Jebara, Tony Chudnovsky, Maria

Columbia University, New York, NY, United States

This proposal investigates new computational and combinatorial tools for learning from data and performing inference about data. As such, it serves as a bridge between the machine learning community and the combinatorics community. The latter field develops efficient algorithms or shows when an efficient solution to a particular problem exists. The project will support graduate students in the intersection of these two fields to combine recent theoretical results with practical data problems. The team will produce a website of tutorials, data sets, downloadable code, interactive visual examples and course materials to allow better integration across the two fields. The combinatorics community has identified a family of inputs called perfect graphs where otherwise hard problems are efficiently solvable. This proposal will investigate how to bridge this powerful theoretical result to the area of machine learning and formally characterize which learning and inference problems are efficiently solvable.

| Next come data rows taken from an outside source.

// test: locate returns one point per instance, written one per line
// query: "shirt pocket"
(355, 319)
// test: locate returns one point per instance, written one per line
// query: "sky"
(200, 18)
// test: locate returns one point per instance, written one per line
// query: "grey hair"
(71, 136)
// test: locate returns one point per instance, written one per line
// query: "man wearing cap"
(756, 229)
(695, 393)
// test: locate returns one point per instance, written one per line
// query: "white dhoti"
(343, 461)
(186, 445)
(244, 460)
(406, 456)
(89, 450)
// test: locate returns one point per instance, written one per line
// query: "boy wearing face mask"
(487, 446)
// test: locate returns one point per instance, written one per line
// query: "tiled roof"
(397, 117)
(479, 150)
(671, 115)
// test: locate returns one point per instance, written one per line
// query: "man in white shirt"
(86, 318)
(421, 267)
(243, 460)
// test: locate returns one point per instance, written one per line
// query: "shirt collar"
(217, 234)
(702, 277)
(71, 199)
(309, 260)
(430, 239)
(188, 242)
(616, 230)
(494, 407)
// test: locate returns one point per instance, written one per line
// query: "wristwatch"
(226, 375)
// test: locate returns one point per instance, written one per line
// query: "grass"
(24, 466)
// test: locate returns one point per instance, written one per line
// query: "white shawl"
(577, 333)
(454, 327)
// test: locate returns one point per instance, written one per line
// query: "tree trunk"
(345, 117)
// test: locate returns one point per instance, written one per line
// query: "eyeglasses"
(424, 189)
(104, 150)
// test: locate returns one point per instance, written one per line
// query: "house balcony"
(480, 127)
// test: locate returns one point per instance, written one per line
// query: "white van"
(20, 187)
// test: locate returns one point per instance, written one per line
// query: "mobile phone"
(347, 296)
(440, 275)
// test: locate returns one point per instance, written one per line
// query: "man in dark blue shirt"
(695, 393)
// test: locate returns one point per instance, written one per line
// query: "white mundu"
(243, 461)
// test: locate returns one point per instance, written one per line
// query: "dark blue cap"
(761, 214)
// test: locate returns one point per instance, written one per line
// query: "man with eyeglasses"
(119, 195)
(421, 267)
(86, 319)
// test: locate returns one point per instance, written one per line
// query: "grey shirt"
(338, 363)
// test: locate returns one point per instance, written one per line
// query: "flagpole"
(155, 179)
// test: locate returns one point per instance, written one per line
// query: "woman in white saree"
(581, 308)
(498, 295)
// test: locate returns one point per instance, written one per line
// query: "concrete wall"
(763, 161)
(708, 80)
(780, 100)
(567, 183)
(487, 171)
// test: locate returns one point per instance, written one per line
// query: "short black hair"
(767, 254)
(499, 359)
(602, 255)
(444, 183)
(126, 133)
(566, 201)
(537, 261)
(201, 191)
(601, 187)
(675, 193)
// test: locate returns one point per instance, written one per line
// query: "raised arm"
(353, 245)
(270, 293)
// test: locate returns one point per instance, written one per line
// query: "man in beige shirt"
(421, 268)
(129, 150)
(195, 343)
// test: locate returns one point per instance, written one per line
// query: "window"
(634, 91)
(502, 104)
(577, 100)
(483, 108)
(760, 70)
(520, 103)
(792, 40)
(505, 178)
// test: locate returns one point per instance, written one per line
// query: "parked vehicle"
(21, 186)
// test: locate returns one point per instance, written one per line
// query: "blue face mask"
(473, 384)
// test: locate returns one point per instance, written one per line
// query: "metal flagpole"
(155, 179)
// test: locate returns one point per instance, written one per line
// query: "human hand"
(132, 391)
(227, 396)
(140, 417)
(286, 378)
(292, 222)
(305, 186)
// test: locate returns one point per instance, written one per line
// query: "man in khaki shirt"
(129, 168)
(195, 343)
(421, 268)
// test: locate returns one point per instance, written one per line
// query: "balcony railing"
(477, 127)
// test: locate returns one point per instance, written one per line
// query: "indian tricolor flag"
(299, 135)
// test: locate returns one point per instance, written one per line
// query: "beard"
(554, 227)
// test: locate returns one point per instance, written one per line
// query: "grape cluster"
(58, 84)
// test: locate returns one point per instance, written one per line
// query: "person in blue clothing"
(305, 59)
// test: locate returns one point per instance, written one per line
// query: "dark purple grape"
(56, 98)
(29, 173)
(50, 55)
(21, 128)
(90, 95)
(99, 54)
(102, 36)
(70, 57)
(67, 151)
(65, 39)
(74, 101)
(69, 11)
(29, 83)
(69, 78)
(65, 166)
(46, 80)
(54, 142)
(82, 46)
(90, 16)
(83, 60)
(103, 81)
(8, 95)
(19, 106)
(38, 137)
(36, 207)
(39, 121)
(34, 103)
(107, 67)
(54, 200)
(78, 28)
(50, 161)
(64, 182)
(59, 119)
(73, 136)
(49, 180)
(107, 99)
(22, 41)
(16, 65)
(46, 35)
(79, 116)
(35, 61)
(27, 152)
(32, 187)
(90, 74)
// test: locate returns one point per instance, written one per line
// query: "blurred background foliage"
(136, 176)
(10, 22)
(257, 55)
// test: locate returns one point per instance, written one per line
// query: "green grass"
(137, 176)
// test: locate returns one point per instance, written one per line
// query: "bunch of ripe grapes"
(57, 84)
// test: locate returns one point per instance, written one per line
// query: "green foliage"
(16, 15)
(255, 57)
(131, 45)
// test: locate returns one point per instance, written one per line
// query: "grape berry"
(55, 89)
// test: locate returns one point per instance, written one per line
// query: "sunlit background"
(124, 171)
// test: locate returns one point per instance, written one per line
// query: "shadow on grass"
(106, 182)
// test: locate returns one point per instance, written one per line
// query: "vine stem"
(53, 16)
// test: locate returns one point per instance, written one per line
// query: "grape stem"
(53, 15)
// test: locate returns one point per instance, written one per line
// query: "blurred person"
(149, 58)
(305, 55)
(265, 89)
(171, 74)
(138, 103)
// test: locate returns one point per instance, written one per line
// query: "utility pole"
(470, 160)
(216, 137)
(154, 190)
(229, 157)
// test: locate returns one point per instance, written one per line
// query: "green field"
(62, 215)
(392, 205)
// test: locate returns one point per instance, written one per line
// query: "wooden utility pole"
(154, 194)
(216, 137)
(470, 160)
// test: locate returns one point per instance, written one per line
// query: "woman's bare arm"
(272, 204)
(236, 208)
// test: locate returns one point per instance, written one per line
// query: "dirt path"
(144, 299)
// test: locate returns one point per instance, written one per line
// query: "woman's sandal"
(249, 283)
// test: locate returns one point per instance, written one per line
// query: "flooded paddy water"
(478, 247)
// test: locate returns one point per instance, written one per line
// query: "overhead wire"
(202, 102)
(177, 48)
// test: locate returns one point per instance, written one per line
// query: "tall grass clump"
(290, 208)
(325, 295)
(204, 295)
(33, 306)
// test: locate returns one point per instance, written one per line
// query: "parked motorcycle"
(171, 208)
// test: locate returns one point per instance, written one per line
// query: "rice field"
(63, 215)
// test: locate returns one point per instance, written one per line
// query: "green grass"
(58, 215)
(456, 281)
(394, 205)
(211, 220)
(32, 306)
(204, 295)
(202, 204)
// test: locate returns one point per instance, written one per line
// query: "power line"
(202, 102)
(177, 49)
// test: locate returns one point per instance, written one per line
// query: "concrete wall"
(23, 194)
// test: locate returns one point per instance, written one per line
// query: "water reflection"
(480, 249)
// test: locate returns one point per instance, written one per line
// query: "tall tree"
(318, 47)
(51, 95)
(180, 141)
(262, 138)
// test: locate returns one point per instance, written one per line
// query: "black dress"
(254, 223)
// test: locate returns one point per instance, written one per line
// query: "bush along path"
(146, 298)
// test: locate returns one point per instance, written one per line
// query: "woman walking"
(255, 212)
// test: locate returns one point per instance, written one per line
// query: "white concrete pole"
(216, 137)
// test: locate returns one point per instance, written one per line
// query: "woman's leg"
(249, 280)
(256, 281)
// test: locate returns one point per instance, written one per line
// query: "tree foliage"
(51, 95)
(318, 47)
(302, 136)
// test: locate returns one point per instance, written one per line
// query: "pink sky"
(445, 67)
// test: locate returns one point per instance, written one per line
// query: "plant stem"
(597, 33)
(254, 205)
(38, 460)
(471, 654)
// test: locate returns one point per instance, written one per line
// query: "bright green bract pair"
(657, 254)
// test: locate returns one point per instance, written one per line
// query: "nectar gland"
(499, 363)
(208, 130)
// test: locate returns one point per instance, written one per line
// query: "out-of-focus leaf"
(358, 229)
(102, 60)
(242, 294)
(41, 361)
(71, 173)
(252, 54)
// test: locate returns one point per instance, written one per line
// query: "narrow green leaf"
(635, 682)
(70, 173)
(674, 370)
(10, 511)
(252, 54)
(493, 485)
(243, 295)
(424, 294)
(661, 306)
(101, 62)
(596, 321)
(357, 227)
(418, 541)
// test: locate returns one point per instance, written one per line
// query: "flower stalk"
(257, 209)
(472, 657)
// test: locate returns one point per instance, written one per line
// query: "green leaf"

More specifically, the team will investigate data learning problems (such as clustering a data set into subgroups that are self-similar or finding anomalies in a database) and statistical inference problems (computing the most likely or most typical outcome from observed measurements). These problems will be compiled or represented as graphs and networks. Then, these graphs and networks can be more formally diagnosed using perfect graph theory to determine if the instance of the problem is easy (or hard) and to provide efficient solutions via exact algorithms on perfect graphs. These solvers will be implemented using message passing or convex programming.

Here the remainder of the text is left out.